6月になると糞が見つけにくくなくなった。センサーカメラによってもタヌキの訪問頻度が減り、しかもダンゴムシが群がって分解も進むので、糞が残っていないのである。そこで、小林が早朝に訪問することを試みた。センサーカメラも作動させることで、いつ排泄されたかも確認するようにした。その結果、1日1個くらいは発見されることもあることがわかり、6個の糞を確保した。分析の結果、甲殻類(アメリカザリガニ)が多く、果実は減ったが、前年に落下したエノキが検出される一方、今年のサクラ、クワ、ビワ、ウメなどの種子も検出された。葉と哺乳類もやや増加した。
7月も糞が見つけにくかったが、8個が確保された。エノキの果実が増えた。エノキは今年の果実はまだ緑色で樹枝についているからタヌキが食べたのは去年落下した果実と推察したが、8月11日にはオレンジ色に熟した果実が確認された。8月の結果と総合的に考えると、7月時点でも早めに落下した果実を食べていた可能性がある。またクワの種子も検出された。クワは今年の果実が熟したものと考えられる。人工物はゴムのような弾力のある白い物体が少量検出されたにすぎないから、残飯をあさるというほどの食物不足ではないようだ。
8月も糞の分解が進むため、サンプリングが困難だったが、7月同様に採集確率を高めて10個を確保した。組成は7月と似ており、果実と種子が多く、ほとんどはエノキであった。エノキは8月上旬にはオレンジ色あるいは暗褐色に熟していたから、サンプリングした中旬以降にタヌキが食べたのは今年のものと考えられる。甲殻類と植物の葉は減少した。

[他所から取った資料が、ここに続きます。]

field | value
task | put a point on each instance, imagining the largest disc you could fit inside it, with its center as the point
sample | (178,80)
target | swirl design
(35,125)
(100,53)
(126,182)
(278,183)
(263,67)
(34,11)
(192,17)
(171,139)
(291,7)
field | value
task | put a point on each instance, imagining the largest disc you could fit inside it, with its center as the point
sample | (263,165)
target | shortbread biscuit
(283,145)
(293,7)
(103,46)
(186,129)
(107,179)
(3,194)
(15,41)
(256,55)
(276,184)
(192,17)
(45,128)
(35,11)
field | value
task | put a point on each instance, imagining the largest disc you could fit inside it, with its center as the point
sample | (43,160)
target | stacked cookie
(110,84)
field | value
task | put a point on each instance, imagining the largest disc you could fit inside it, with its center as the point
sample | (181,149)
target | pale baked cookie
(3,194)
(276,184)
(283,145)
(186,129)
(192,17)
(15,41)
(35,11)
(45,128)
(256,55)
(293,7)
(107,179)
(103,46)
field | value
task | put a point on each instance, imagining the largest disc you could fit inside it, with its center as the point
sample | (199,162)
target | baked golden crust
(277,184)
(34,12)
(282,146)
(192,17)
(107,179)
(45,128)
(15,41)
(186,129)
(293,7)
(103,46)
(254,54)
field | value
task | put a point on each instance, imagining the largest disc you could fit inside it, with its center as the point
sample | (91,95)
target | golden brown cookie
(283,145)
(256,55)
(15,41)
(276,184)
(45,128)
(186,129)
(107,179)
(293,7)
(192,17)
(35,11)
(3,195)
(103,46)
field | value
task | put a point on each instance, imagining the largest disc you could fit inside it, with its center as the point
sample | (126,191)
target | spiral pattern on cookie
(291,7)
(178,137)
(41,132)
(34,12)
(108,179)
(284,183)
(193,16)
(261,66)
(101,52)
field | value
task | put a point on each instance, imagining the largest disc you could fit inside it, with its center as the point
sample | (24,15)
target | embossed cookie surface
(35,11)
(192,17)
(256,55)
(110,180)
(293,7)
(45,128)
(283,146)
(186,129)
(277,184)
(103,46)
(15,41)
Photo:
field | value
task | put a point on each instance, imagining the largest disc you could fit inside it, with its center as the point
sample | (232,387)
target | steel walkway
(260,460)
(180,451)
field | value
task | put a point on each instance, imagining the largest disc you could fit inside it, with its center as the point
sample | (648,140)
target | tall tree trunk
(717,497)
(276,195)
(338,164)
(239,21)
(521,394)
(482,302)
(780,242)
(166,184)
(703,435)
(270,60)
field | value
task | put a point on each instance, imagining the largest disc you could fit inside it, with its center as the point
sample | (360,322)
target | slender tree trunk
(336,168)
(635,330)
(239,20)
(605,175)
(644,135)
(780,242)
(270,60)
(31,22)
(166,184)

9月になると、8月とは違いがあった。ムクノキの種子・果実が増え、エノキ果実・種子とともに果実が26.1%、種子が28.9%となり、合計で75%に達した。その分、昆虫と哺乳類が減少した。気温も低下したので、昆虫が減少し、果実が増えたことを反映しており、これからは「秋の食性」になるものと推察される。
10月にはさらに果実・種子が増えて4分の3を占めた、文字通り「実りの秋」になった。内訳ではムクノキが最も多く、カキノキ、エノキがこれに次いだ。
11月も果実・種子が主要であったものの、果実はやや少なくなり、種子が増えた。昆虫、葉、人工物が増えた。人工物は1例で糞のほとんどを靴紐と思われる紐が占めていた(こちら)。
これまでの結果を見ると、本調査地のタヌキの食性はカエルと甲殻類という白幡沼の動物を利用し、時にはかなり依存的であるということが特徴と言えそうである。また月変化としては3月までは果実が主体であったが、4月以降は動物質が増加した。果実はエノキ、ムクノキが非常に多い。このことは調査地に果実をつける樹木があまり多くないためと思われ、相対的にこれら限定的な果実への依存度が高いこともこの調査地のタヌキの食性の特徴であろう。